As much as I tried to deny that he did this, was a part of this, evidence to the contrary hit me page after page. A two year gap in dates during his recovery, the barely legible scrawl that followed when he still had weakness in his left arm, and the sharpening penmanship as he fought his way back to full mobility.
I remember thinking how strong he was in the face of the stroke, how determined he was to recover, and I thought it was for all of us, so we didn’t lose him, but he probably wasn’t thinking about us at all.
Another few years and the writing starting going downhill again, the last photo was dated a week before we first brought up the subject of a nursing home. I thought he was being stubborn when he resisted over a year, but looking at the basement in the background, it must have taken him almost that long to get rid of the evidence in the condition that he was in. I always thought it was strange that he put so much work into it for a place he was soon to be leaving, but I thought he was in denial. He wasn’t though, it was all calculated, every bit of it.
I closed the album, and looked at the fire. What do I do now? Do I heed his wishes, and toss it?

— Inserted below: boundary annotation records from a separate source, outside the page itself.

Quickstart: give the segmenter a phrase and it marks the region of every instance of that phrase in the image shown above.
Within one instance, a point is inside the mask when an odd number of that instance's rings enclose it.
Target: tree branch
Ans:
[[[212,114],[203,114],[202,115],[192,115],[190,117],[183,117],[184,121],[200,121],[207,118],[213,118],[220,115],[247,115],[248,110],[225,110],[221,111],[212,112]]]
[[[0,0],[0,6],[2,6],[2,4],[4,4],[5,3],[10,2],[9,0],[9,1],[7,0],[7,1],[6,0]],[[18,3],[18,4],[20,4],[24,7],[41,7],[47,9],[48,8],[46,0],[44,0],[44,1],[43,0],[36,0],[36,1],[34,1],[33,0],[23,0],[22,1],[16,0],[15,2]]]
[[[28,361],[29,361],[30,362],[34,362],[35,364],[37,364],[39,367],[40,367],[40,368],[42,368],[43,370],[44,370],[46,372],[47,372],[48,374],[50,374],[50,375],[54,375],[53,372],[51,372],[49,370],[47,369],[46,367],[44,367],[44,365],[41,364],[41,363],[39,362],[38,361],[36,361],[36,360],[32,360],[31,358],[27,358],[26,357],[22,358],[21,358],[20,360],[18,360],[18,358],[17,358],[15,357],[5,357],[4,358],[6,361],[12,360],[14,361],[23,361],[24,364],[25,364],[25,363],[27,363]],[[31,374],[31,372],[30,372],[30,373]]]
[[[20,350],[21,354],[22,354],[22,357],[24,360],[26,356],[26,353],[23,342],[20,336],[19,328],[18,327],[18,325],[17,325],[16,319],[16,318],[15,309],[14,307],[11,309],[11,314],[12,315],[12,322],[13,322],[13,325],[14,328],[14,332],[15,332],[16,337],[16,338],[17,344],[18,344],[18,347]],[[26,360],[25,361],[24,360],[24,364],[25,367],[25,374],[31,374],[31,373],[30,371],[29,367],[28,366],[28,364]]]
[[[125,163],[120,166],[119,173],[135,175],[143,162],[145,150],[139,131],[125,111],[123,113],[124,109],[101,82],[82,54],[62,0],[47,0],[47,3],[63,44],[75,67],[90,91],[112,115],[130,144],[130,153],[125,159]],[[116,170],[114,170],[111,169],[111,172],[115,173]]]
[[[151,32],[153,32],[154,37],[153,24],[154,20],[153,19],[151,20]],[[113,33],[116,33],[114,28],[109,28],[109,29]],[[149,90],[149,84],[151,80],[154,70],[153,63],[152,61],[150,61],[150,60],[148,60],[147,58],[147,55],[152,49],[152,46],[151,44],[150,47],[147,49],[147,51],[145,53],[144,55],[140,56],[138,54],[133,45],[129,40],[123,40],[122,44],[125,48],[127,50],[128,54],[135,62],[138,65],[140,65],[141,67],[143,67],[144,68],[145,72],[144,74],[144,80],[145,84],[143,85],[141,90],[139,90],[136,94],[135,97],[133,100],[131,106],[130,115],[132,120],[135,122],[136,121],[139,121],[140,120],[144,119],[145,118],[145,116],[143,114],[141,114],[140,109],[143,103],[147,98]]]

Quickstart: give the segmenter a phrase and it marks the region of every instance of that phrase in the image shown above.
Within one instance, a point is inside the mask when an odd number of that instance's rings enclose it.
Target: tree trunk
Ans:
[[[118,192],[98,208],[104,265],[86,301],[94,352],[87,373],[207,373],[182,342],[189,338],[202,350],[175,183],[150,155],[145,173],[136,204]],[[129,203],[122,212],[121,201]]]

I wished more than anything that I had listened to those last gasping words he said on his deathbed, that I had thrown it out without looking, or that I had ignored him entirely, dismissing the instructions as a product of the dementia, but I hadn’t, and now I had a choice to make.
This could give a lot of people closure, but at what cost? He wouldn’t suffer for it, he was gone. It would be me, and Jannie, and Donnie who paid the price. It would be my son, my daughter who was six months along with her first, so her son too.
I found myself on the stool in the closet, tucking the album back into the attic, before I had even really thought about what I was doing, but I couldn’t bring myself to pull it back down, not now, maybe not ever.
I closed up the attic, and swept up the stray bits of insulation from the closet floor like I was trying to sweep away the memories of what I had seen. I didn’t have to make a choice on what to do with it today, but until I did, there would always be a small part of me thinking about the album in the attic, and my father’s last words, “pictures…. attic…. burn them…. don’t look.”